General information
- Location: Soacha Colombia

History
- Opened: December 27, 2013

Services
| Preceding station | TransMilenio |  |  | Following station |
| Leon XIII towards Comuneros |  | G |  | San Mateo Terminus |

Location

= Terreros (TransMilenio) =

Bus station in Soacha, Bogotá, Colombia

The single station Terreros - Hospital C.V. is part of the massive transport system Bogotá, TransMilenio, opened in the year 2000.

== Location ==
The station is located in the northeast-central sector of Soacha, specifically on the Autopista Sur with Calle 35. In its vicinity are the general police command of Soacha and the cardiovascular hospital of which also takes its first name.
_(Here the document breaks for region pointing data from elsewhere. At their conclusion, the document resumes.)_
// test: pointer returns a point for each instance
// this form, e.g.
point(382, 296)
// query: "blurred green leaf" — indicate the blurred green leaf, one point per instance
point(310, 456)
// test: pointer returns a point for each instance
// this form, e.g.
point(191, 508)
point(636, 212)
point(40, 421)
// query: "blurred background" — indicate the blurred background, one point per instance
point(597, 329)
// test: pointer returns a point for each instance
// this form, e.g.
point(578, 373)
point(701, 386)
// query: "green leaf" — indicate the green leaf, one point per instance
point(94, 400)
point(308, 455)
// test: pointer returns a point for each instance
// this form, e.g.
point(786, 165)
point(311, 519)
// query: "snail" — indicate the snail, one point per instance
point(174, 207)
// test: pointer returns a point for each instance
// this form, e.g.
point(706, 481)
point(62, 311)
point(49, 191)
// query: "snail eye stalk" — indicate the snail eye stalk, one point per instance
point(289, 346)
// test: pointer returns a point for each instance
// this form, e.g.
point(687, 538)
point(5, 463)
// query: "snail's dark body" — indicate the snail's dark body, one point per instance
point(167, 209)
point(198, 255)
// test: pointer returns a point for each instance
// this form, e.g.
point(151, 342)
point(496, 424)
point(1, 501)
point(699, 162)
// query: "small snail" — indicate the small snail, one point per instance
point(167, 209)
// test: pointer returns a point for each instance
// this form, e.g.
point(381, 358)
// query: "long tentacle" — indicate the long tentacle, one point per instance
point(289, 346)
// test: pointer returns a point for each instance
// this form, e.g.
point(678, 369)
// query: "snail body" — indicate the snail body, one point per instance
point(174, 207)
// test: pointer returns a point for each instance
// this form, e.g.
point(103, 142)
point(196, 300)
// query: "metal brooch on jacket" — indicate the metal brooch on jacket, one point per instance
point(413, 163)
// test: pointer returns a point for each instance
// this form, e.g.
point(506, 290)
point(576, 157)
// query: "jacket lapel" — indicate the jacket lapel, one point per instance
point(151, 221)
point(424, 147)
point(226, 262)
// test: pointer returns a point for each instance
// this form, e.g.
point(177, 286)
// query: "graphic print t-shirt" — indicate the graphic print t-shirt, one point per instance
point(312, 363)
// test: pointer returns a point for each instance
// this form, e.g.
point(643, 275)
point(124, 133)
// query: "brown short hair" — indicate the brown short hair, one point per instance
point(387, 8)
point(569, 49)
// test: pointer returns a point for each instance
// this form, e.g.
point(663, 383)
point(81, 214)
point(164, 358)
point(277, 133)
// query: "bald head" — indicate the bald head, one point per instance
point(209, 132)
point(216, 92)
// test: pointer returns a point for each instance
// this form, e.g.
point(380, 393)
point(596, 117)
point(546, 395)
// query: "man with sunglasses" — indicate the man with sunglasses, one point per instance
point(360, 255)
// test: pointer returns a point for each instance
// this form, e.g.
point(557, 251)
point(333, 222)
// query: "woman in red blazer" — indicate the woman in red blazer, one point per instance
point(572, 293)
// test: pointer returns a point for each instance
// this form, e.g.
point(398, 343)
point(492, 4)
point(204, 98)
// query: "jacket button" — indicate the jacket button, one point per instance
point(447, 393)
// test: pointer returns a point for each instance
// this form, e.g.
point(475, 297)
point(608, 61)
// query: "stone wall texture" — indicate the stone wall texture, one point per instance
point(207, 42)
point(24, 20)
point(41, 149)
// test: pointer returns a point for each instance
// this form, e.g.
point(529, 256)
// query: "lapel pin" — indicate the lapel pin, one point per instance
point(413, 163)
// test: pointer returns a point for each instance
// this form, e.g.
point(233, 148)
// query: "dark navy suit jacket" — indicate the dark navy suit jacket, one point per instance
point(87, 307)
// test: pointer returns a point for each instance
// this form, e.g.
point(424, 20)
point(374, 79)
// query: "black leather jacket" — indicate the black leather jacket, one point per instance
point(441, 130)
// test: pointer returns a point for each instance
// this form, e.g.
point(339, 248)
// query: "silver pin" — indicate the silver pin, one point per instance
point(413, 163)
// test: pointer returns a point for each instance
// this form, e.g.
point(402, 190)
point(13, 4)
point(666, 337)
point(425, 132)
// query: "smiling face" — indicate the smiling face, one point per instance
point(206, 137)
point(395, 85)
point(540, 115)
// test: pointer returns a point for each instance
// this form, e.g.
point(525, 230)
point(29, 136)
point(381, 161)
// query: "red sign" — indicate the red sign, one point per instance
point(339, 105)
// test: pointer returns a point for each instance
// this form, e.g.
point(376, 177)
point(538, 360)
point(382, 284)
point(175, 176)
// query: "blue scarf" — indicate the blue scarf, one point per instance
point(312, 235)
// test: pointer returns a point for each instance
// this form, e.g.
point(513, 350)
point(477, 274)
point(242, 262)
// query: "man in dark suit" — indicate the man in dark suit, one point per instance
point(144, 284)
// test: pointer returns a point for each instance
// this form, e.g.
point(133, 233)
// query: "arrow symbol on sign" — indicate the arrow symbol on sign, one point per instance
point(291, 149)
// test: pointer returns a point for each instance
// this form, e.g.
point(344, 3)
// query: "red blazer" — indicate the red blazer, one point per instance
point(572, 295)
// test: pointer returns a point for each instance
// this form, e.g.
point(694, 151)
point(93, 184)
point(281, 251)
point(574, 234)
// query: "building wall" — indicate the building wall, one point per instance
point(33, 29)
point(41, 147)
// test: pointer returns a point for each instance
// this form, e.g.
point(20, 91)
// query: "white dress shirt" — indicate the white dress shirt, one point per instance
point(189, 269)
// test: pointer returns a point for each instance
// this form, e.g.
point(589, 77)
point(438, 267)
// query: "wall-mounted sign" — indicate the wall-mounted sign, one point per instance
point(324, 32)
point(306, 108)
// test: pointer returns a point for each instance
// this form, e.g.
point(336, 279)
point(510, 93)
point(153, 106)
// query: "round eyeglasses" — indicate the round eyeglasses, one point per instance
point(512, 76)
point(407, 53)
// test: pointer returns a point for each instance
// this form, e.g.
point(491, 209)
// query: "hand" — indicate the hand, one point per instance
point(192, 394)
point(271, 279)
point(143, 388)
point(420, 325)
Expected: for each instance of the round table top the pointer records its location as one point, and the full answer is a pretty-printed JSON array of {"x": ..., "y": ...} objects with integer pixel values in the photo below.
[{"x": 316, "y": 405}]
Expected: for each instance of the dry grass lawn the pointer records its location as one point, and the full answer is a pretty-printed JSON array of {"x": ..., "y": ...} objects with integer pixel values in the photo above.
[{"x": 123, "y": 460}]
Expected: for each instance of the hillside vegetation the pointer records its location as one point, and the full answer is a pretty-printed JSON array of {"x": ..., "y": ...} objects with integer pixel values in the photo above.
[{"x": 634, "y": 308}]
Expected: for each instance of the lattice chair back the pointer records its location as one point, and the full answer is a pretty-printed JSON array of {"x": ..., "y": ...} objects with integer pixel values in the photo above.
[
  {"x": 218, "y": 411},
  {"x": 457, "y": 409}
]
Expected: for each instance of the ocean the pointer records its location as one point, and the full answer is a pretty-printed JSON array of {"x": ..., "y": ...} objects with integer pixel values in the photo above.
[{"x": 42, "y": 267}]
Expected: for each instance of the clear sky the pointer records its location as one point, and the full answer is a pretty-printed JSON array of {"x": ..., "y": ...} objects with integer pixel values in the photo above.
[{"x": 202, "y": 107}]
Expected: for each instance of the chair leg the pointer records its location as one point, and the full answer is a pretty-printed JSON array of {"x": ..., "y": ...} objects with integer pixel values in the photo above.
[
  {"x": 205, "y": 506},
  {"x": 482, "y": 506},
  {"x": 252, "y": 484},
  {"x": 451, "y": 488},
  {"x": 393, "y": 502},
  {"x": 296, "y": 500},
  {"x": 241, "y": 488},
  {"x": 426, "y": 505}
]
It also serves the demand of San Mateo, Rincón de Santa Fe, El Trébol and its environs.

== History ==
The inauguration of the station was delayed due to delays in the construction of phase I in Soacha. The August 4 A new car was put into operation on the south side of the pedestrian bridge that gives access to the station to expand the capacity of the station.

== Etymology ==
The first name of the station is in direct allusion to a hacienda declared historical heritage of Soacha and by the Avenida Terreros that passes close to the station. Your middle name Takes it from the child's cardiovascular hospital located 700 meters from the station, the station is located in the wide sector of San Mateo, making the Avenue one of the main entrances to the San Mateo neighborhood.

== Service Station ==

=== Main Services ===

Services rendered from December 27, 2013
| Type | Routes to the North | Routes to the East | Routes to the West | Routes to the South |
|---|---|---|---|---|
| Express Every Day All day | E42 |  | K43 | G42G43 |
| Express Monday to Saturday All day |  | L41 |  | G41 |
| Express Monday to Saturday morning and afternoon rush hour | B46 |  |  | G46 |
| Express Monday to Friday morning and afternoon rush hour | G45 |  |  | G45 |
| Express Saturday morning rush hour | G45 |  |  | G45 |

== Cable ==
The station will have an aerial cable system similar to the Metrocable of the city of Medellín, this Metrocable will have four stations and will cover about 25 districts of the municipality of Soacha.